We didn’t win those classes, not by a long shot. But, the ribbons from that day hang proudly with my blue ones from dressage shows. Looking back, that was probably the most fun I have ever had at a horse show.

That barrel horse reminded me of something else that day, something I have been thinking about a lot lately when scrolling through socials or listening to my pony-crazed friends. The beauty of the equine industry is that there is a lot of variety, and there is no such thing as one, correct answer when it comes to having and enjoying horses.

I didn’t always think this way. In fact, I used to be embarrassed by my informal equestrian upbringing.

When people asked where I learned to ride, I said, “I rode in the woods.” As a kid, I learned how to stay in the saddle on rocky trails and hot horses. My equitation training was, “Heels down, shoulders back, give the horse his face, and lean forward when you go up a hill…”—and that was about it.

Sure, I could clean a pen, catch a horse, load it on a trailer, groom, and be generally helpful around a farm. I also read a lot and memorized the different breeds and studied behavior. But I knew nothing of etiquette, trainers, bloodlines, or rule books.  

As an adult, I did my horse life on the cheap. I rode whatever I could get my hands on in whatever discipline the owner suggested.

There is a secret blessing to my patchwork horse life: While I once felt like a bumpkin imposter, I am much more cautious about the glitzy and glamorous aspects of the horse world than I probably would have been if I had come to the sport another way.

On another occasion, I was visiting an artist mentor of mine in another state, and we went and toured a farm she had found online. She did everything in her power to try to get me to move closer to her and she knew one of the ways she needed to do that was with horses. The owner showed us around. She was kind and her steeds were friendly.
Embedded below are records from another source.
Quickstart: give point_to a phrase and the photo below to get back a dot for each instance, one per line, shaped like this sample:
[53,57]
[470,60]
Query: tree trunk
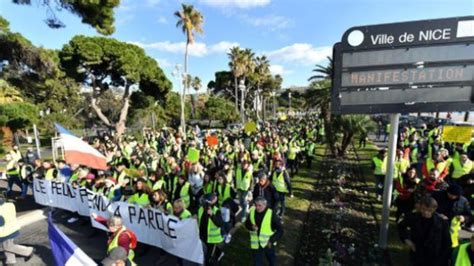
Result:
[236,94]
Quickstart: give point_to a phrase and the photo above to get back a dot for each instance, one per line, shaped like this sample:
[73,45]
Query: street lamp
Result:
[180,77]
[273,93]
[242,91]
[289,97]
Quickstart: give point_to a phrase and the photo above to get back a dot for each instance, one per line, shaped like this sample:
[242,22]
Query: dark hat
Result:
[118,253]
[455,190]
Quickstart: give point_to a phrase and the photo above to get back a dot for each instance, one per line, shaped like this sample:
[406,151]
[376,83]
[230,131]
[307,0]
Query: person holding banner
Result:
[210,223]
[119,235]
[265,230]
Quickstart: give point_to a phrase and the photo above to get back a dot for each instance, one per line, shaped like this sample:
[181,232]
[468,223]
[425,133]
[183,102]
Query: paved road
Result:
[92,241]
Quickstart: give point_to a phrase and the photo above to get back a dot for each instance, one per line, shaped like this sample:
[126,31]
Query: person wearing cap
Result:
[452,204]
[426,234]
[182,190]
[464,254]
[210,223]
[180,211]
[119,236]
[265,189]
[282,183]
[159,201]
[265,230]
[13,173]
[379,165]
[141,194]
[9,230]
[243,182]
[117,257]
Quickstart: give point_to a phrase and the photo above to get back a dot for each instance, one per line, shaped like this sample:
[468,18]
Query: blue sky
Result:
[294,34]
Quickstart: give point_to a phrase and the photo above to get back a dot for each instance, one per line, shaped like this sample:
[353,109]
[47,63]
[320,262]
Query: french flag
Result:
[65,252]
[76,151]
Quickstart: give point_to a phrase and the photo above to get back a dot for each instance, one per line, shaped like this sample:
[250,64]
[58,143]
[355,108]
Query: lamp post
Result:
[289,97]
[273,93]
[180,77]
[242,92]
After we left, my friend said, “That place is so tidy, those animals must have the best care.”

“Yeah, clean just means clean,” I replied, “but it was nice of her to show us around her farm.”

I have been on immaculate farms, where everything was replaced every year or two, but the horses were stressed to pieces, and the humans were miserable. I have been on other farms where everything is secondhand and held together by bailing twine, but the horses shone with health, and the people were happy and welcomed as they are. (I have seen vice versa, too.)

All of this has taught me that “quality” is much more complicated than we often assume. There are lots of things, both tangible and not, that make a place and its people a good fit.

This essay isn’t meant to yuck anyone’s yum. Instead, it is meant as a permission slip.

There is no one, secret, gospel of Equus for us or our horses; if you want to do something else or think your horse might enjoy it, go on and do it. If mounted shooting has lost its luster and you have always wanted to try hunters, give it a go!

Tired of driving two hours to take lessons with the one trainer who teaches your discipline? Try the local one who teaches something else. Can’t ride anymore? Volunteer at the local therapeutic riding center or horse rescue. As Ted Lasso would say, “You do whatever you like, LIVE!” 

After all, if there is one thing that gentlemen barrel racers taught me, it is to follow joy. The time we spend with horses is the important part; how we do it is up to us—the absolutists and the keyboard trainers be darned.